The entire picture needs to be considered.
4 Likes
DCCT wasn’t concerned with the safety of lower HbA1c values; that was the ACCORD study, which was much later, well within the age of high tech diabetes devices, in 2008.
Obviously the issue is a balance, but my concern is that the enormous cost of strict glucose control in terms of the demands on the patient’s time, energy, vigilance, and worry is seldom taken into account in the uncritical praise of ever-lower blood sugar levels in many medical journal articles, and little weight is given to the tripling of severe hypoglycemia incidents under a strict control regimen or to the deaths from hypoglycemia that can occur. Even the disruption of a patient’s social and work life, or ability to hold a driver’s licence, is an important consideration to throw onto the scales against whatever physiological value there is in lower blood sugar levels, which in any case have to be discounted by the influence of genetics and continuing autoimmunity in causing or contributing to the etiology of the complications.

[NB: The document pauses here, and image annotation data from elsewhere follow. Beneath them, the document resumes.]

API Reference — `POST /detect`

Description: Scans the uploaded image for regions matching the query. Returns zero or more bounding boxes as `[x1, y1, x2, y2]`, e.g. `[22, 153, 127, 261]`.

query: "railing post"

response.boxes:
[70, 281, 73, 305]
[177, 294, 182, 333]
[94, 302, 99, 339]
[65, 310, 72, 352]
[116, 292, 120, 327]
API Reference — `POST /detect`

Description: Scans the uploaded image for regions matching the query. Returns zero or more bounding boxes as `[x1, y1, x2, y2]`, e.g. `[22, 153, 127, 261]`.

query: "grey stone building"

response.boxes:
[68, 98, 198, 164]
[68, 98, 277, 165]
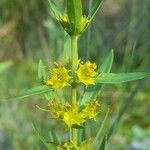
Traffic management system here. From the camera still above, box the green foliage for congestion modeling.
[81,50,114,105]
[67,0,82,34]
[88,0,104,21]
[3,85,53,101]
[96,72,150,84]
[38,60,47,82]
[48,0,61,19]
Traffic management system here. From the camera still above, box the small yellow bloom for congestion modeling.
[48,100,64,119]
[63,104,85,127]
[79,16,89,33]
[83,101,100,119]
[77,61,98,85]
[45,66,70,89]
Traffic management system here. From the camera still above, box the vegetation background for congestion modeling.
[0,0,150,150]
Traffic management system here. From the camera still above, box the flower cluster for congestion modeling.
[77,61,98,85]
[45,66,70,89]
[48,100,100,128]
[45,61,98,89]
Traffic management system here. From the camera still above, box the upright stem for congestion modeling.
[71,36,78,71]
[70,36,78,146]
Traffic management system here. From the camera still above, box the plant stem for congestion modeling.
[70,36,78,146]
[71,36,78,71]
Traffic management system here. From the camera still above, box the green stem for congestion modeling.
[71,36,78,71]
[70,36,78,146]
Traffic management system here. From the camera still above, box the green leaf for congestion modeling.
[63,32,71,63]
[67,0,82,32]
[33,124,54,150]
[88,0,104,21]
[96,72,150,84]
[0,61,13,73]
[93,109,109,145]
[98,49,114,73]
[99,136,107,150]
[49,130,61,145]
[3,85,53,101]
[38,60,47,82]
[48,0,61,19]
[81,50,114,105]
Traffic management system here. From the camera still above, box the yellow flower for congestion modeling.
[79,16,89,33]
[48,100,64,119]
[63,104,85,127]
[83,101,100,119]
[77,61,98,85]
[45,66,70,89]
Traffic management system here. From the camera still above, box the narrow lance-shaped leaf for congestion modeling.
[2,85,53,101]
[48,0,61,19]
[63,33,71,63]
[88,0,104,21]
[33,124,54,150]
[81,50,114,105]
[96,72,150,84]
[38,60,47,82]
[67,0,82,32]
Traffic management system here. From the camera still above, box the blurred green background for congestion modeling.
[0,0,150,150]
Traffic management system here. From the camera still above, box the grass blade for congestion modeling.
[38,60,47,82]
[2,85,53,101]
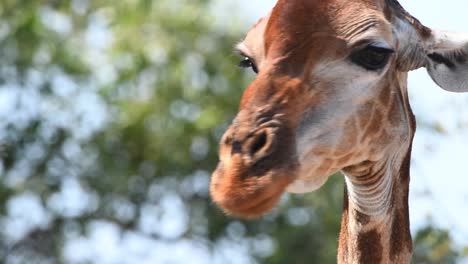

Also, even good blood sugar levels are a gamble, since for some people, they fail to pay dividends. A friend of mine, for example, who always had better blood sugar control than I did, was blind and on dialysis at age 32, but not me. So while patients pay a heavy price for good blood sugar values, the investment may not bring any benefits. Additionally, if metabolic memory is operative in the patient, the very high blood sugar levels from years before may continue to generate new complications even though the patient has now achieved perfect blood sugar control. In my case, for example, since I had type 1 diabetes for 20 years before the first home glucometers became available, I had a long history of hyperglycemia, which has caused me now, many decades later, to have had to have four laser photocoagulation treatments for retinopathy even though my A1c has been in the four-range for the last decade. So what is the use of strict control in my case and for the many others in my situation? Perhaps it is no use at all?
It is really a fine line-drawing exercise. Would you accept a life of constant, severe hypoglycemia incidents undermining your job, your social life, and your legal right to drive a car in return for delaying the onset of end-stage renal failure by a year, from 17 years after onset to 18 years? The answer will depend on your priorities in life. Some healthy people choose to smoke, so they would rather live with the pleasure of cigarettes and the risk of cancer, heart disease, and early death. Diabetics have the same variation in approaches to life, so perhaps some people would rather avoid hypoglycemia and a regimented life entirely and take their risks, while others would not. Answering the question of how you want to calibrate complication risks against lifestyle values is highly individual.